There is still a steep learning curve for people to understand why music is more than political and how music is its own politics. For example, when UMAW voted to support the Boycott and Divestment Sanctions movement to support Palestine and recognize cultural workers’ role in confronting ethnic cleansing by the government and military of Israel, it took difficult conversations and research. But these are the same skills that we employ when writing a record or when thinking about performance or having to turn your brain off from a wage job to the labor of making music.

Of course, central to the fight for the redistribution of power as our founding members shared is the fight against anti-blackness. This is a huge piece of the inequality issues we are trying to address. One of UMAW’s central demands is to save the post office, which is important because it’s a necessary resource for musicians and is a huge employer of black people. Every rock artist in this group owes everything to musicians like Sister Rosetta Tharpe and Little Richard, because Black musicians are the foundation of music in the United States. Reparations must include paying Black workers and closing the gap of inequality. The U.S. Postal Service is one of the few public agencies that isn’t purely for U.S.empire. It helps connect us, mail our records, send our merch, make a physical world for music possible.

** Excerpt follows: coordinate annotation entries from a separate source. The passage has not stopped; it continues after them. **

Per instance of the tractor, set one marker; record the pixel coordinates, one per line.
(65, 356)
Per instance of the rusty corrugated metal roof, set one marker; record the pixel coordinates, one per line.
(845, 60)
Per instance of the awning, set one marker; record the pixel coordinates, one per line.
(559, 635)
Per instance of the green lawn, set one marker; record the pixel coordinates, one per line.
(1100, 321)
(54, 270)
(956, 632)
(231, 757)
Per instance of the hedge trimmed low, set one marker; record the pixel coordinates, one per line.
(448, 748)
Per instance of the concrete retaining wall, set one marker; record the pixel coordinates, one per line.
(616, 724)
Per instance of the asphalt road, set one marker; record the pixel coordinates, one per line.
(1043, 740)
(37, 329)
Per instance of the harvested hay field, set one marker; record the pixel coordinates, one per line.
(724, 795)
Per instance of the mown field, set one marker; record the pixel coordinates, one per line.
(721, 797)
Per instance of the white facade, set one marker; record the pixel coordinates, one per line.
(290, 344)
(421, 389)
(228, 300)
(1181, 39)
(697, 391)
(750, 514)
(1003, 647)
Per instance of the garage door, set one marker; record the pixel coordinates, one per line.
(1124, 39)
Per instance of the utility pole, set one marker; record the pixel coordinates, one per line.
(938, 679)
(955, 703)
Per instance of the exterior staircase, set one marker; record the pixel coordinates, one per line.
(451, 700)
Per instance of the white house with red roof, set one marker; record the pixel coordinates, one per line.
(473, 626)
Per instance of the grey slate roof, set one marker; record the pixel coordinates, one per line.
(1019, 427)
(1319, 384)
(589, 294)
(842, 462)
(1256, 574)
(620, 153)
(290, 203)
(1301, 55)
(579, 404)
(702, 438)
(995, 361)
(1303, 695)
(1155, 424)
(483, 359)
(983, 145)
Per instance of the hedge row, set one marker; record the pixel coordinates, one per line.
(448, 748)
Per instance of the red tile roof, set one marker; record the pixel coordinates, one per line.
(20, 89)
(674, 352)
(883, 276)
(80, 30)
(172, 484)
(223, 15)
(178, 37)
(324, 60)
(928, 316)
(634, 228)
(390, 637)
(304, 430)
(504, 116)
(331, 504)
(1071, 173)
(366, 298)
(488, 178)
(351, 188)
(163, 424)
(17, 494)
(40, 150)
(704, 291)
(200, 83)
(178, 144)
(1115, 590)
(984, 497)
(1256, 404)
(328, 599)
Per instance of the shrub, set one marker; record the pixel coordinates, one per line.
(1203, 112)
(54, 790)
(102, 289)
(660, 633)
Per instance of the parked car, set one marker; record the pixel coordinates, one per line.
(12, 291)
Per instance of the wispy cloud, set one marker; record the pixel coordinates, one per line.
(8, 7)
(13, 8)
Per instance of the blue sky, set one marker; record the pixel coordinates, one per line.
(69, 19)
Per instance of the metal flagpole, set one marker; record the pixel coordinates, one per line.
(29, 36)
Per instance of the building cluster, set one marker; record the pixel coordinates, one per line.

Ultimately, we don’t just want a symbolic message. We want to push for real reparations for Black musicians and realize that working class musicians have been stripped of so much of our means of production by the same systems that have worked against us in the redistribution of wealth and resources. Without the desire and demands of rank and file musicians, our work would be nothing. So, let’s demand our freedom.

We believe that the only way to transform music is to collectively take resources and power from the few wealthy companies that dictate our industry. We invite all music workers, including musicians, DJs, producers, road crew, and others, to join us. We also aim to use our strength as music workers to join in the broader struggles of our fellow workers across the globe. We stand for Medicare for All, a Green New Deal, abolishing ICE, destroying borders, the freeing of incarcerated people, and more. Music workers are workers, and it is time we get organized and join the fight. The devastation of Covid made us dust off and rust on the need of what many of us “rock,” or “club,” or “non-classical musicians” have needed to do for a long time — mobilize our own means of production.